Fuller v. State

536 S.E.2d 296, 244 Ga. App. 618, 2000 Fulton County D. Rep. 3004, 2000 Ga. App. LEXIS 811
CourtCourt of Appeals of Georgia
DecidedJune 26, 2000
DocketA00A0284
StatusPublished
Cited by1 cases

This text of 536 S.E.2d 296 (Fuller v. State) is published on Counsel Stack Legal Research, covering Court of Appeals of Georgia primary law. Counsel Stack provides free access to over 12 million legal documents including statutes, case law, regulations, and constitutions.

Bluebook
Fuller v. State, 536 S.E.2d 296, 244 Ga. App. 618, 2000 Fulton County D. Rep. 3004, 2000 Ga. App. LEXIS 811 (Ga. Ct. App. 2000).

Opinion

Pope, Presiding Judge.

James Stanley Fuller entered a plea of nolo contendere to two counts of theft by conversion. Pursuant to the plea agreement, the court held a hearing to determine whether Fuller’s sentence would be probated and to determine if Fuller owed restitution. At the start of the sentencing and restitution hearing, the State’s attorney questioned Fuller regarding the terms and voluntariness of his plea. Fuller showed that he understood the consequences of his plea and that he understood that he was waiving his rights with respect to the plea. The court then questioned Fuller regarding the plea and his waiver.

The State called several witnesses regarding Fuller’s sentence. Then the State called Fuller as a witness on cross-examination, and defense counsel objected. Nevertheless, the court overruled the objection and allowed the State to proceed.

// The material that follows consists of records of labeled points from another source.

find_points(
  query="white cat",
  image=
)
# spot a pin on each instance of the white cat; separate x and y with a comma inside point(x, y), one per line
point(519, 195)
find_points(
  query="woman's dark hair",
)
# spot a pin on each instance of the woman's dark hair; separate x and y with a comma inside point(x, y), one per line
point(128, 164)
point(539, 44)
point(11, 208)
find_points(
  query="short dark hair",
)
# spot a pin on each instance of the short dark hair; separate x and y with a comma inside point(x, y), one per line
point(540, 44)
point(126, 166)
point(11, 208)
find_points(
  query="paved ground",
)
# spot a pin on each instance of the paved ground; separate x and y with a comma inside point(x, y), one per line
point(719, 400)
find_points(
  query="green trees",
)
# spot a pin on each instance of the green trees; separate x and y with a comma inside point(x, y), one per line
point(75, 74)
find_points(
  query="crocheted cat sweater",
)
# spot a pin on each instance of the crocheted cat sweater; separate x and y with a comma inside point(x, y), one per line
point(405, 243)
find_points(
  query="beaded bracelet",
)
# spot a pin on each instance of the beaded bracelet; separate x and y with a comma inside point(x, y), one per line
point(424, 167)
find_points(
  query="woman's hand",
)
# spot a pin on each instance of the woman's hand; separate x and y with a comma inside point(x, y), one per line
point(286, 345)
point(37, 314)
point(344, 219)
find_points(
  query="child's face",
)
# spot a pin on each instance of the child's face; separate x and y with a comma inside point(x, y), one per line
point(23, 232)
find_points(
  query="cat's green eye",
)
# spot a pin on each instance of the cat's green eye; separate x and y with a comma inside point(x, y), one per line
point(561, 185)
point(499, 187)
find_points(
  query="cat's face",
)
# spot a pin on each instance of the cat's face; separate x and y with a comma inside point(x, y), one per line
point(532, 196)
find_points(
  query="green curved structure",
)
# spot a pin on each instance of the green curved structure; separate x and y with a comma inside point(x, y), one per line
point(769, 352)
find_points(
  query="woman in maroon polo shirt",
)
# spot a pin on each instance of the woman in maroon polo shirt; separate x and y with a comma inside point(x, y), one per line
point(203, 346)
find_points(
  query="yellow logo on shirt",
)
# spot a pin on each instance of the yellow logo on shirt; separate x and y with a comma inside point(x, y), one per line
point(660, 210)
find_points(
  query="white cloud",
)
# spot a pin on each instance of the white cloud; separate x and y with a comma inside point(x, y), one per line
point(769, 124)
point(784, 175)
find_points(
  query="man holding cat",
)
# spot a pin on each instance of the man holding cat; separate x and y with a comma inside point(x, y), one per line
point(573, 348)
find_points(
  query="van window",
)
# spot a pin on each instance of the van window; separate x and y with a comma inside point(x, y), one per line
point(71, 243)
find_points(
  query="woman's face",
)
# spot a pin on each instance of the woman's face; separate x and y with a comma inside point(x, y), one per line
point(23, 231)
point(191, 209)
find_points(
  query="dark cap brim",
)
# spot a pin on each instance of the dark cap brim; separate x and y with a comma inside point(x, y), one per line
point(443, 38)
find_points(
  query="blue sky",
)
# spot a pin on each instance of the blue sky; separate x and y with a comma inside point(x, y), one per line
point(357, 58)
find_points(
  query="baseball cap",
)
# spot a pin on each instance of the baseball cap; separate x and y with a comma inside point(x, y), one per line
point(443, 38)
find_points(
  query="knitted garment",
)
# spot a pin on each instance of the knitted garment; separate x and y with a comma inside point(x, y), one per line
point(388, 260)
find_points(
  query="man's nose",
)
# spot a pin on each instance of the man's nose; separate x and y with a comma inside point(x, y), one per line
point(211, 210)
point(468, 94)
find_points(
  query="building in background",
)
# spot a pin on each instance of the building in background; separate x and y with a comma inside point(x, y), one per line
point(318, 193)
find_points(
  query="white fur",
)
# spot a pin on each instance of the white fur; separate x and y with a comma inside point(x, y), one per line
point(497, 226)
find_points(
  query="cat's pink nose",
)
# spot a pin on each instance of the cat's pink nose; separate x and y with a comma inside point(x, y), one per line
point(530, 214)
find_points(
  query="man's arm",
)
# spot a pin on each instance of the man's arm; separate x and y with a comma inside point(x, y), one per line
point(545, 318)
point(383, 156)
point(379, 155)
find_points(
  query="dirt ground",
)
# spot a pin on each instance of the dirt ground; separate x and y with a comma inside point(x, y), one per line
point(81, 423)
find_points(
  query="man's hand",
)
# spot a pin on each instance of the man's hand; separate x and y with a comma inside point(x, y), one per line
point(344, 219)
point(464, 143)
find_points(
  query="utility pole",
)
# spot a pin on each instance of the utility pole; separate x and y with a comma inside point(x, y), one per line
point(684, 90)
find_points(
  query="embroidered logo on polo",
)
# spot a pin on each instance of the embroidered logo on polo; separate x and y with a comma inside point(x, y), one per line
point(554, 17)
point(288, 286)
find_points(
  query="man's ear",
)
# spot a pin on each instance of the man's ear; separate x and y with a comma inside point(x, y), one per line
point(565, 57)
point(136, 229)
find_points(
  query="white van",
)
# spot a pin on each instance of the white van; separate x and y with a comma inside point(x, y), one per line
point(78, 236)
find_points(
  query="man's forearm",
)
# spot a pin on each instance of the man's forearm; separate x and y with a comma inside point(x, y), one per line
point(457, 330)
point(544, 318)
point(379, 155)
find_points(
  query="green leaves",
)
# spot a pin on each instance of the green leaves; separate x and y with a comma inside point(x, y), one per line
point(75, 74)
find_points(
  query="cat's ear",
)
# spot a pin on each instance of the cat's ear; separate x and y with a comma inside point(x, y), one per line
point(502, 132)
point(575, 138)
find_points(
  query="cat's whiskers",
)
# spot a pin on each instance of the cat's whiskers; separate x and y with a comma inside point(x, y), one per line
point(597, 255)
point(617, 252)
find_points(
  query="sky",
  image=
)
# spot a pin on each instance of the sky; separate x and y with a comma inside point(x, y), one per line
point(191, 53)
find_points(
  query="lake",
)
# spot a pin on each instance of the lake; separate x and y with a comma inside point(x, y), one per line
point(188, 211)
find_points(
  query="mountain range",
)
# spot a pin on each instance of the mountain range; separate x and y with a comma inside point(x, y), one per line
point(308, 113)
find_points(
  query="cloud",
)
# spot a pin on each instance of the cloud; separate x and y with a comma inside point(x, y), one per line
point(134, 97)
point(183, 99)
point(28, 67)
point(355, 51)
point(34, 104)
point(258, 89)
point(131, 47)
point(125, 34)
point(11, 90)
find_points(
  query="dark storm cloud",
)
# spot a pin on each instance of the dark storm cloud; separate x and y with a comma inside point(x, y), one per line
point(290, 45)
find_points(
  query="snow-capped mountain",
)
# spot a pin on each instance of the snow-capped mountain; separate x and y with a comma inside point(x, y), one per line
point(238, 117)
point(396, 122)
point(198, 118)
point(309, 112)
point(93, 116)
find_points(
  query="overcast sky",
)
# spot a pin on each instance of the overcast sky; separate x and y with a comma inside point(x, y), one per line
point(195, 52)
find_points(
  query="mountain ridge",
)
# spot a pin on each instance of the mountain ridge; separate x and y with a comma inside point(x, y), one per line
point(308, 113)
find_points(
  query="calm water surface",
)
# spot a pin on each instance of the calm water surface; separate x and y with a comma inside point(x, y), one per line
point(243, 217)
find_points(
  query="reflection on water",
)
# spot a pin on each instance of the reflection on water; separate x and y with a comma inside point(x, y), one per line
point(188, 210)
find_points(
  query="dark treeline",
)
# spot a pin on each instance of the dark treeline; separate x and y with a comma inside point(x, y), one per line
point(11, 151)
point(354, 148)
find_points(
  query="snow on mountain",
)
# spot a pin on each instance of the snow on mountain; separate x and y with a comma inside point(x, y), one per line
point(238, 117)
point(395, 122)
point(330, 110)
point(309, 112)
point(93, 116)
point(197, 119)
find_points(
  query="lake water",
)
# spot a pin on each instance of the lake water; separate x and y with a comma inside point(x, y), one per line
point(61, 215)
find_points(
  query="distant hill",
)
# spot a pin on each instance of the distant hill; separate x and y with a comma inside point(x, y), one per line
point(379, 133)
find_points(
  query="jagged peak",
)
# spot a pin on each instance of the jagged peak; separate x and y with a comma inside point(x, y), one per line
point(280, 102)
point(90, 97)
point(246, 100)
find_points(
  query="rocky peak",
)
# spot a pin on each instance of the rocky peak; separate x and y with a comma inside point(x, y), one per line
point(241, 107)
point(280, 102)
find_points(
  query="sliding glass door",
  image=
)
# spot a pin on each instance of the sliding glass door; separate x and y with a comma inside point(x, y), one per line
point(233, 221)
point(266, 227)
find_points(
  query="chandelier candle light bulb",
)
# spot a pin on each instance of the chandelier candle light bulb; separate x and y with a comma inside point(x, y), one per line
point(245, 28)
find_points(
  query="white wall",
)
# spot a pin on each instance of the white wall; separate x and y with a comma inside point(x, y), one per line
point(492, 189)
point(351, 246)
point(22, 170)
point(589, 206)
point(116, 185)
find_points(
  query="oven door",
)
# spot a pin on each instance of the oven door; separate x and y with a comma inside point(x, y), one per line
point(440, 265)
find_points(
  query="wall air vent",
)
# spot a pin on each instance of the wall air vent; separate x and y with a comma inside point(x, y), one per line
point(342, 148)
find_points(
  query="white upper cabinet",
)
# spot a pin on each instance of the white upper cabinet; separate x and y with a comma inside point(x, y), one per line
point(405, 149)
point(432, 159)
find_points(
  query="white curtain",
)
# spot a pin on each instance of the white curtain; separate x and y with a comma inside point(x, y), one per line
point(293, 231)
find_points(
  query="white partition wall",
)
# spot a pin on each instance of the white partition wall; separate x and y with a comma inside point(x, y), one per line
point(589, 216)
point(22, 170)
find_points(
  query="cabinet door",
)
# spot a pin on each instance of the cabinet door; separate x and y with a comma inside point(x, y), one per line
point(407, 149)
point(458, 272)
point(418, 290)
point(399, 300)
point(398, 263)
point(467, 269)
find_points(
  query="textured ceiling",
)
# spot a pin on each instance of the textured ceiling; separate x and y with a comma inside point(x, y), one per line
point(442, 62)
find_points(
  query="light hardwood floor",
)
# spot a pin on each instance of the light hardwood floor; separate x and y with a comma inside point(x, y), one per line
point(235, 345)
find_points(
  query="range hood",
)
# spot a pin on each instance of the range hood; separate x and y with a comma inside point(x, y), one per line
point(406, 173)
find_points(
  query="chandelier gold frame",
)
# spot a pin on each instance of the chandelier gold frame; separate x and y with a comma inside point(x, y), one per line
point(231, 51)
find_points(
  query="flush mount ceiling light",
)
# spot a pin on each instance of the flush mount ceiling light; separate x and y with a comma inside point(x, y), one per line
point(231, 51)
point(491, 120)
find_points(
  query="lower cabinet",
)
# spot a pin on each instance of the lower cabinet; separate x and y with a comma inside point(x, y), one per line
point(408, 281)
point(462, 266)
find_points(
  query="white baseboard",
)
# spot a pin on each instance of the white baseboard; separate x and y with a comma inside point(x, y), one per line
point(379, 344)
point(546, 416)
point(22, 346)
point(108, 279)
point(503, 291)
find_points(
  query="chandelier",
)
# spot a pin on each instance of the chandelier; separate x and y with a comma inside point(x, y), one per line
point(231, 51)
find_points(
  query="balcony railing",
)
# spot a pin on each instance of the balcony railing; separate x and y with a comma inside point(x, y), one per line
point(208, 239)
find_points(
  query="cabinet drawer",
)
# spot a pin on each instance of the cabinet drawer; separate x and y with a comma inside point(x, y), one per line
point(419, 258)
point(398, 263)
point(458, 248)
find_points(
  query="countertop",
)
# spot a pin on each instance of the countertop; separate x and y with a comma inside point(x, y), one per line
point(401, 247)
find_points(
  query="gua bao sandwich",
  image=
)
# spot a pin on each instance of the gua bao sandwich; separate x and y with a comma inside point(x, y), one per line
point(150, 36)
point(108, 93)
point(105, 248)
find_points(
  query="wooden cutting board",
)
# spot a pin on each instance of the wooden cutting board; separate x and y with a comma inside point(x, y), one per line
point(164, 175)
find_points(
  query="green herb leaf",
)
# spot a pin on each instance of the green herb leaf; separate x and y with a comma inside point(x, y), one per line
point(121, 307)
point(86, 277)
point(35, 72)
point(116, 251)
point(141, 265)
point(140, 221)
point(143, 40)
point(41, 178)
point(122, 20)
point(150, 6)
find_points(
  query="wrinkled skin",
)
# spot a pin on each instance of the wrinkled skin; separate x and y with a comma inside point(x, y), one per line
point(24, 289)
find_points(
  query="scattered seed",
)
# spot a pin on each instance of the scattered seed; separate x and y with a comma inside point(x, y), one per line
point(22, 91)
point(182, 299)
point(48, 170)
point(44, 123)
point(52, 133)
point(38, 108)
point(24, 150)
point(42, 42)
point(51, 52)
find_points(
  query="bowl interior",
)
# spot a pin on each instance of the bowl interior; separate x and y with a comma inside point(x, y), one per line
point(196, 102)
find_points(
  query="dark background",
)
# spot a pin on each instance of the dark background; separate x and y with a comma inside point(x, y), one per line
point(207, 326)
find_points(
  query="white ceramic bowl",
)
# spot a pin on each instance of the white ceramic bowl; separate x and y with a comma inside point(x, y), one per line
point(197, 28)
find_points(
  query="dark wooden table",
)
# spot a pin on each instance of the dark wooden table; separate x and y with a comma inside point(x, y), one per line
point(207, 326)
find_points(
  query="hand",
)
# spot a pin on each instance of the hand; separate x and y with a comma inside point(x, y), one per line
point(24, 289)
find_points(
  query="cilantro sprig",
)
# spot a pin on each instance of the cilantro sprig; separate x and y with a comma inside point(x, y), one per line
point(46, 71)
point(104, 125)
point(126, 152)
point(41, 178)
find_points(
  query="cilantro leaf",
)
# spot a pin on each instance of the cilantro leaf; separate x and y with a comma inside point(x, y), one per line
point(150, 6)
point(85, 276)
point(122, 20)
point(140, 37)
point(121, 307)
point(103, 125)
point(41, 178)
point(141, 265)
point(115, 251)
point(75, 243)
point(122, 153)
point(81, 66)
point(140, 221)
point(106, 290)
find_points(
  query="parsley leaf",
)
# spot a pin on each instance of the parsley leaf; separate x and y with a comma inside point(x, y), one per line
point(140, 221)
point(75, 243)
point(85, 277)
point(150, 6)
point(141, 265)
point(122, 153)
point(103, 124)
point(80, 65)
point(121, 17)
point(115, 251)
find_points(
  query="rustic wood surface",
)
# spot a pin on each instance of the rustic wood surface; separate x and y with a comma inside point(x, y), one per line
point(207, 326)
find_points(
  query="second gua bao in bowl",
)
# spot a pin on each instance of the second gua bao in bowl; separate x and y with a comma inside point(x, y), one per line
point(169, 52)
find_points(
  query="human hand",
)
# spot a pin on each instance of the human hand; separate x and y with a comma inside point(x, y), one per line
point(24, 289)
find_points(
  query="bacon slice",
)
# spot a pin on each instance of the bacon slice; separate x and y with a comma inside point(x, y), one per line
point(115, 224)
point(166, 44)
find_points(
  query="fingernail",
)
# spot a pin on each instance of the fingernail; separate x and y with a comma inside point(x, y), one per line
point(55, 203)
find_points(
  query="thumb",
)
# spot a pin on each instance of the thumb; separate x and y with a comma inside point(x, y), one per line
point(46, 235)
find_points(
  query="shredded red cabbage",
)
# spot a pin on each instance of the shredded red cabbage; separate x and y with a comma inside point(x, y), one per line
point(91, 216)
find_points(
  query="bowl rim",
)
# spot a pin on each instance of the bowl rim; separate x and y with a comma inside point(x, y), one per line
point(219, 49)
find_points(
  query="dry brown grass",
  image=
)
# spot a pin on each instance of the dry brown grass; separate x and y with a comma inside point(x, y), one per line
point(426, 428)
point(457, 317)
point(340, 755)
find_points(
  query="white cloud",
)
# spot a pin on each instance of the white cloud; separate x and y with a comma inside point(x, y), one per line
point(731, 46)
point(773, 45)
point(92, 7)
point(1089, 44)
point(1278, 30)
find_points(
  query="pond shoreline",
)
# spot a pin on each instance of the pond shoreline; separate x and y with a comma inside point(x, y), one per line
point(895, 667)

After the hearing, the court entered an order sentencing Fuller to two consecutive ten-year sentences to be served on probation and ordering him to perform eighty hours of community service. The court also ordered Fuller to pay restitution to the victim, his former employer Macon Beauty Supply, the sum of $300,000. The court later entered a supplementary order in which it specified that Fuller would pay the restitution over the 20-year sentence in the amount of $15,000 yearly. The court’s order outlined the factors under OCGA § 17-14-10 which it considered in making the restitution order; included in these reasons was the fact that the total amount of damages to Macon Beauty Supply was about $900,000.

Here, in eight enumerations of error, Fuller claims that the court [619]*619erred in various ways in ordering restitution. He does not challenge the other parts of the sentence. Because we conclude that the court erred in overruling Fuller’s objection to testifying, we reverse the sentence and remand for proceedings consistent with this opinion.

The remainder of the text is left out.